One thing does feel out of place: The columbarium is plastered with large signs urging people to do the right thing by scattering their relatives’ ashes, be it over the ocean or in public gardens.
This is the government’s answer to accommodating the city’s dead, rather than making more space for them. Scattering ashes goes harshly against the culturally Chinese concept of respecting the ancestor’s spirit with a permanent home.
The government calls scattering ashes “green burials” despite the fact the body is still burned and emits carbon. In a written statement to Motherboard, a spokesperson for the FEHD said the government is pushing to make this the preferred choice for burials across the territory.
As for whether crossing to Mainland China for burial spaces is encouraged or discouraged, the government has no particular stance. “It is entirely the free choice of people to determine the ways to handle the remains of their loved ones,” the FEHD spokesperson wrote.

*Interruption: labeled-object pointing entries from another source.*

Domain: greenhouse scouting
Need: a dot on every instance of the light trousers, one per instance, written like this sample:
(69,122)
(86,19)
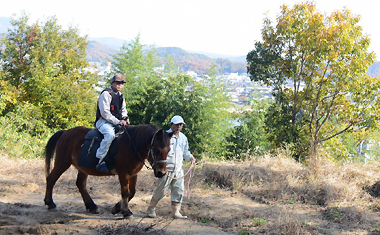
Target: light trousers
(108,130)
(177,187)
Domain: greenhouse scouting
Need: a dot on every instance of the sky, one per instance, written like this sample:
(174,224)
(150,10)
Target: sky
(229,27)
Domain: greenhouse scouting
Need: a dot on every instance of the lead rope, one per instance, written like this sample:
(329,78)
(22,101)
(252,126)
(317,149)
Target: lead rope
(193,165)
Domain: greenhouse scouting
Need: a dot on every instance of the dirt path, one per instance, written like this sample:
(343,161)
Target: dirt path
(23,211)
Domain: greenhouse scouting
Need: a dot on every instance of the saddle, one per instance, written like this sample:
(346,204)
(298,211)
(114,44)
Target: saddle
(87,157)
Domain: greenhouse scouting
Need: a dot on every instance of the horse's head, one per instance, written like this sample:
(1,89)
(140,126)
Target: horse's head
(159,149)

Alnwick Chan, the property agent, suggests government explore the option of building a large-scale columbarium on one of Hong Kong’s many outlying islands. But he admits that this would be unlikely given the government’s exhaustive to-do list tackling its housing problems. So for now, he thinks finding a space for ashes across the border just may be the best option.
“Turning to Guangzhou is one of the good ways to solve Hong Kong’s problems,” he told me. “It would relieve the pressure of demand, if the land is legally meant for that purpose.”
Fung, for his part, sees the lack of space to house the dead as an administrative failure, which isn’t unusual in today’s Hong Kong, an increasingly politicized city where younger generations, especially, are growing disenfranchised. He said that if the government acted on finding more land, it could immediately solve the crisis in accommodating its dead.
Fung’s predicament feeds a paradox that complicates death in the Chinese metropolis. He feels the city must build more funeral businesses so that there can be accessible and affordable spaces for relatives like his grandfather. But at the same time, he would be resistant to that new columbarium going up in his own neighborhood.
“It’s an inevitable conflict,” Fung said. “We respect our ancestors, but we don’t want to live with the spirits in their urns.”